Cyprès (J.)

15 3 2
                                        

8 janvier 2024
__________

Je ne veux pas tomber amoureux, Cyprès. Parce que l'amour amoureux est le pire qui soit. Il tire, tord, repousse et attire tour à tour ; il prend ton cœur et le déchire en lambeaux, il te fout des coups de poing dans l'estomac – c'est ce que certains appellent les papillons – et puis à la fin il te jette sur la grève et t'as plus que tes yeux pour pleurer.

Alors quand tu me regardes avec tes prunelles qui brillent, que tu me souris avec cet air pétillant, que tu me jettes des coups d'œil en coin : tout ce à quoi je pense, c'est « purée, j'espère qu'elle ne songe pas à ce à quoi je crois qu'elle songe ». J'espère que ton attention particulière – elle est pleine de paillettes et de petites lucioles, ton attention – n'est due qu'à une curiosité amicale. J'espère que tu aimes les garçons, "les vrais", et qu'il n'y aura jamais aucune ambiguïté.

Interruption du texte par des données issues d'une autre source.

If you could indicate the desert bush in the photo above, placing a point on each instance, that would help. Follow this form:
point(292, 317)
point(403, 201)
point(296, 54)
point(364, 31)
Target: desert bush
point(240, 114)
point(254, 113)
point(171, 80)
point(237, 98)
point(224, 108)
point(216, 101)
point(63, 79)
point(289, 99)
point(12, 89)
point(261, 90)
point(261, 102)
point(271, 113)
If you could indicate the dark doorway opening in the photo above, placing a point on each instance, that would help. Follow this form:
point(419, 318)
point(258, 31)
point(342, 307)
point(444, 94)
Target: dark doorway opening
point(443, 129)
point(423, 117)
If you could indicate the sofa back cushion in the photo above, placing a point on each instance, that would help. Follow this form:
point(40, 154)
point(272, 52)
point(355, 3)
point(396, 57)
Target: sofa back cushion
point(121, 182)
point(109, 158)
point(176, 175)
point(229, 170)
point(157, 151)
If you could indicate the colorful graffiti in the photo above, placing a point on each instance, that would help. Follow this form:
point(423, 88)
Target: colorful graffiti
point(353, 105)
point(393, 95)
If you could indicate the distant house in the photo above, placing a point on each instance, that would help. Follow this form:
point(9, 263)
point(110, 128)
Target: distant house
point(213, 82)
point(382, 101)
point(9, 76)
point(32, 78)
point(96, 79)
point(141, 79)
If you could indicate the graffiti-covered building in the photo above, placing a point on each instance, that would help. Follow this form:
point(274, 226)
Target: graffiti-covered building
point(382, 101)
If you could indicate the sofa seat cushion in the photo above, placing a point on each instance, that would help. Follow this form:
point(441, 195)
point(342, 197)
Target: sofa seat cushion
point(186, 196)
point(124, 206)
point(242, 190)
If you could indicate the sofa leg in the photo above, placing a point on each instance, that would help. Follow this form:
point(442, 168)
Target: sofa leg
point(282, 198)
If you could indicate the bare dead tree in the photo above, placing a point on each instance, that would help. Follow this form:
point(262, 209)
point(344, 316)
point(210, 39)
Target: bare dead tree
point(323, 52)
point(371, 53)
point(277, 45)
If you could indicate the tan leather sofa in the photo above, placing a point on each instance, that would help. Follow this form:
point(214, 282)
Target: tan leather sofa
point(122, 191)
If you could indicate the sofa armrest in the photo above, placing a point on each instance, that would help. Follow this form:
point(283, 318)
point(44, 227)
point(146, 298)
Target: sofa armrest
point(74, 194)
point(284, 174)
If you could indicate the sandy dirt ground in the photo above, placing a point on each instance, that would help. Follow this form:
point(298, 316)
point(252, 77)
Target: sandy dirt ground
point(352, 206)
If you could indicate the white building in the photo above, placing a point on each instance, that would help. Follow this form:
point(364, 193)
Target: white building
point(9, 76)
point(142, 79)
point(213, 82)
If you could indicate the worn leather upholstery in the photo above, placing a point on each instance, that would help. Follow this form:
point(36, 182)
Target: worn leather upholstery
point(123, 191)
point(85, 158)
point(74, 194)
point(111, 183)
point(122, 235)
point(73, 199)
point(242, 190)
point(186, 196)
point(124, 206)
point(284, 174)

Pourtant j'avoue, quand tu me regardes dans les yeux, mon cœur chute dans ma poitrine, il va s'écraser sur mes tripes qui se nouent.
Au fond j'en crève d'envie, j'ai envie de te prendre dans mes bras et de sentir nos corps qui s'épousent l'un l'autre comme s'ils avaient été façonnés pour ça, j'ai envie de discuter avec toi jusqu'au bout de la nuit, sur le dos côte à côte en regardant le plafond ; j'ai envie de t'embrasser tout doucement et de caresser ta peau partout où je la vois. Est-ce que c'est bizarre de penser à ça alors qu'il ne s'est encore rien passé ? Si je voulais aller plus loin encore, je dirais que je veux sentir ton poids sur moi, je veux te contempler dans la pénombre d'une chambre à la nuit tombée, je veux presque griffer ta peau en t'embrassant pas que sur les lèvres. Et puis je veux faire des siestes contre toi, je veux me promener dans la campagne avec Delva et toi, je veux t'écouter chanter, je veux juste être là avec toi. Je veux tresser tes cheveux et graver chacun de tes traits dans mon esprit, de tes cils noirs à ta taille un peu large, d'où tes beaux pantalons dégringolent. Je veux glisser mes mains dans ces pantalons et que tu lises toutes mes pensées dans mes yeux. Je veux que ton univers et le mien se percutent l'un l'autre, qu'on en soit changés tous les deux et qu'on deviennent quelqu'un d'autre ensemble, comme le dirait ce purin de Tournier. Je veux qu'on crée un nouveau point de vue sur le monde, une vision rien qu'à nous, pour donner raison à Badiou. Je veux t'embêter en faisant tout le temps des références à ce satané chapitre de philo sur l'amour.

Peut-être que rien de tout cela n'adviendra, et ça sera très bien ainsi. Ça me reposera qu'il n'y ait rien, je n'aurai pas de nouvelles questions sur l'année prochaine pour me tarauder.

Et peut-être que ça adviendra, probablement d'une manière que je n'ai pas envisagée – parce que les scénarios imaginés, aussi plausibles soient-ils, sont par définition irréalisables, c'est-à-dire qu'ils n'existeront jamais exactement en tant que tels, justement parce qu'ils ont déjà été supposés.
Peut-être qu'on deviendra Cyprès et Arlo, et qu'on s'aimera amoureusement et que ça fera mal, mais comme l'humain est sado-maso, on sera contents. Ça serait beau, je crois, qu'on s'aime.